Estoy tan cansada que apenas puedo mantener los ojos abiertos, así que finalmente me rindo y dejo el bol de cereales a medio comer en el suelo antes de acurrucarme en mi cama improvisada.
La bruma del sueño se apodera rápidamente de mí; sin embargo, una última imagen invade mi cabeza antes de quedarme completamente dormida... La imagen de un chico con el lado izquierdo de la cara lleno de cicatrices.
Trabajo en un restaurante como camarera. Me paso todo el día limpiando mesas, lavando platos y aguantando las groserías de gente que se siente mejor que tú sólo porque está sentada en una de las mesas que tienes que atender.

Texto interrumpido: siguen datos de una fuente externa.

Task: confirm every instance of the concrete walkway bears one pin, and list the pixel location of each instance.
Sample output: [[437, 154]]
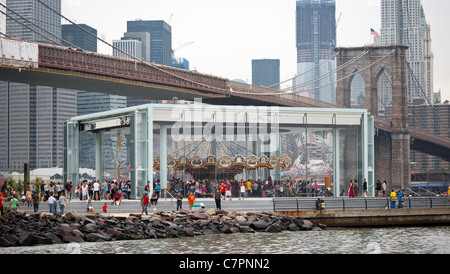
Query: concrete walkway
[[133, 206]]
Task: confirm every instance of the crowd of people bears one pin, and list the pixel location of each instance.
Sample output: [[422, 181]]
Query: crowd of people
[[241, 189]]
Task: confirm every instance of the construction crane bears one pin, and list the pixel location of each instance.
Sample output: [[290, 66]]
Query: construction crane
[[170, 19], [182, 46]]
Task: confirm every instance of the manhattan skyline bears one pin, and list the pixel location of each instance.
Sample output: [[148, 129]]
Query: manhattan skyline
[[226, 36]]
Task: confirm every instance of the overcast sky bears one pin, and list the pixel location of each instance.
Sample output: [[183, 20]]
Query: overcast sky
[[227, 35]]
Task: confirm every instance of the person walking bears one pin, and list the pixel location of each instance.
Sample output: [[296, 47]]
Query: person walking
[[242, 192], [365, 192], [96, 191], [378, 188], [383, 188], [179, 201], [400, 198], [36, 199], [393, 199], [191, 200], [62, 201], [217, 198], [52, 202], [14, 204], [350, 190], [145, 203]]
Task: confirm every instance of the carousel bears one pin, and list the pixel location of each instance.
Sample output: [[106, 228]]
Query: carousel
[[218, 160]]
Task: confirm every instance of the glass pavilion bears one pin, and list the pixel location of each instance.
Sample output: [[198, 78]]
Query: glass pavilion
[[198, 140]]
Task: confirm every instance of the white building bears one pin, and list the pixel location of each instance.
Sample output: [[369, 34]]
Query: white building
[[2, 18], [130, 46], [402, 23]]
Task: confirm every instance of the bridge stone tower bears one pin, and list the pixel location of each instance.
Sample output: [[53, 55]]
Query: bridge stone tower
[[392, 147]]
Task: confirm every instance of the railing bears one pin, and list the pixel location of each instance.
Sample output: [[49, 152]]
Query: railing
[[306, 204]]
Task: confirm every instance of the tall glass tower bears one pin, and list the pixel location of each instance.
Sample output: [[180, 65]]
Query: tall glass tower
[[316, 40], [31, 116], [160, 39], [403, 22]]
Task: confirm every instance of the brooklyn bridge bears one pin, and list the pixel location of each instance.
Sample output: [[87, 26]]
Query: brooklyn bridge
[[63, 67]]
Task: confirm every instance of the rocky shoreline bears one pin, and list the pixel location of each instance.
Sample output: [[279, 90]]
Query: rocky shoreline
[[20, 229]]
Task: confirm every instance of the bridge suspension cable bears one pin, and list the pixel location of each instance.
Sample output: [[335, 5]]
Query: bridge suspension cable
[[339, 80], [132, 57], [34, 25], [312, 81], [303, 73]]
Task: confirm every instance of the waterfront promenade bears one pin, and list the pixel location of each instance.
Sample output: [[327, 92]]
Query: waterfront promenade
[[133, 206]]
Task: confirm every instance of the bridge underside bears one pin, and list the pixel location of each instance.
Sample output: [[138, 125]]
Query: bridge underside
[[101, 84], [430, 149]]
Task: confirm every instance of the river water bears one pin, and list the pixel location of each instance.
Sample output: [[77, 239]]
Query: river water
[[411, 240]]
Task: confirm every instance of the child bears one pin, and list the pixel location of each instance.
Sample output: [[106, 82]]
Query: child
[[90, 206], [23, 198], [191, 200], [117, 198], [179, 201]]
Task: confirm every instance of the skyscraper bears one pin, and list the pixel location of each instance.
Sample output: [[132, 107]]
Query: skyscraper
[[2, 18], [316, 40], [160, 39], [90, 102], [79, 38], [38, 15], [266, 72], [403, 22], [31, 116]]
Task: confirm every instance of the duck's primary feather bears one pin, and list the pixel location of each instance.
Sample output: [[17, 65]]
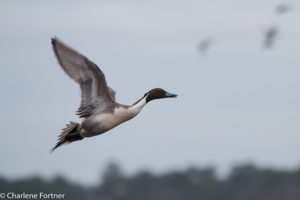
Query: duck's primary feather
[[96, 96]]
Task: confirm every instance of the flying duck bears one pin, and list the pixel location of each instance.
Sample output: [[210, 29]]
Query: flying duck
[[98, 108]]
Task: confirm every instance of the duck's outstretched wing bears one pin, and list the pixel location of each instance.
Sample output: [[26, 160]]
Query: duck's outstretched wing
[[96, 96]]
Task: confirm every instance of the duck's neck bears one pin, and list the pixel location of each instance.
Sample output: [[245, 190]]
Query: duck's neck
[[137, 106]]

Muchas personas parecen no darse cuenta de que la integridad de lo que se llevan a la boca está en tus manos.
Debo admitir que el mero hecho de pensar en esto me reconforta. Nunca he hecho nada a la comida de nadie, pero la posibilidad siempre está ahí. Puedo cruzar la línea en cualquier momento que lo desee.
Tengo compañeros que escupen en los platos de gente arrogante y déspota... Yo nunca lo he intentado. Me he concentrado en hacer todo lo posible para que esas personas estén contentas con mi servicio. Las propinas son increíblemente buenas cuando te esfuerzas lo suficiente.
Esta semana ha sido bastante ajetreada. Últimamente, mis días se reducen a levantarme, ir a trabajar, volver, limpiar en casa e irme a dormir. Esa ha sido mi rutina durante los últimos meses y, aunque no quiera admitirlo, me está matando.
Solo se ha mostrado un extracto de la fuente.